Вечером Ваня чинно сидел в столовой со знакомым уже ему арабским изречением на стене, пил чай и открыто и простодушно, как это было ему свойственно по натуре, слушал отца, а отец точно костяшками на счетах щелкал — сухо, отрывисто:
— Заграницу тебе дали — понятно… Было бы странно, если бы не дали… Сыромолотову!.. А я бы не дал!.. У твоего Полифема берцовой кости на правой ноге нет, — вата!.. А Улисс твой хорохорится, как болван… Он изо всех сил отгребать от берега должен, а не… ерундить!.. Не принимать позы!.. Почем он знает, куда Полифем добросит камень?
— Да ведь это не первый уж камень, — пробовал объяснить Ваня. Первые, скажем, девять, что ли, не долетели, — почему же этот долетит?
— Ага!.. Не первый! Подпиши, что десятый, а то зритель этого не видит!.. И хоть он и Полифем… и циклоп, а десятого камня он так держать, как у тебя, не будет… Вот!
И быстро, как не ожидал от своего отца Ваня, он схватил тяжелое дубовое кресло, на котором только что сидел, и поднял его над головой на совершенно вытянутых руках.
— Видал?.. Это первый обломок скалы… А вот тебе десятый!
И он опустил локти почти вровень с линией плеч:
— Вот как придется десятый!
И, поставив кресло, сказал совершенно уничтожающе:
— Да ведь Полифем в это время был уже слепой!.. И только что был ослеплен Улиссом!.. Когда же он у тебя успел к этой своей слепоте привыкнуть?.. До чего прочно он у тебя стоит на каком-то тычке!.. Театральная собачка! Оперный баритон!.. А какое бы из этого одноглазого черта чудище махровое можно было сделать!.. Э-эх!..
— Да ведь это не картина, — эскиз, — пробовал увернуться Ваня, выпивая восьмой стакан. — Картина моя…

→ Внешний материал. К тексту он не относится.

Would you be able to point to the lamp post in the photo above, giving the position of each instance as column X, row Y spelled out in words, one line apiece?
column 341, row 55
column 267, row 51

— Я знаю, что эскиз… Для мальчишки лет на пятнадцать… А тебе уж двадцать один… Дали тебе изжеванный сюжет, — тысячу двести раз этот сюжет жевали, — а ты его по-своему и взять-то не мог.
— В Академии, — тебе известно, — такие сюжеты по-своему брать нельзя… По-своему я вот буду свои сюжеты брать… — рокотнул Ваня.
— Свои?.. А у тебя они есть?.. Есть свои?.. — очень оживился отец, присмотрелся к нему и добавил решительно: — Не-ет! Ты еще глуп для своих сюжетов… глуп, как новый двугривенный!.. Ишь ты, бархатную куртку a la Гвидо Рени надел и думает, что это свой сюжет и есть!.. Свой сюжет у тебя будет, когда тебя пополам переедет!.. Колесом!.. Пополам!.. Понял?..
— Ты тогда? — удивился Ваня.
— А ты думал даром?.. Свой сюжет — болезнь… А, В, С, Д плюс обух тебе в голову!.. А, В, С, Д — это чужое, как у всякого Чичкина, а обух тебе в голову — это уж твой сюжет… Неотъемлемый, оригинальный… Пока яблочко не зачервивеет, — до Ильина дня не поспеет!.. А своего червя не заводится, — поди хоть на базаре купи, — только чтобы был!.. Без блина не масленица, без червя — не художник!.. Этого тебе в Академии не говорили?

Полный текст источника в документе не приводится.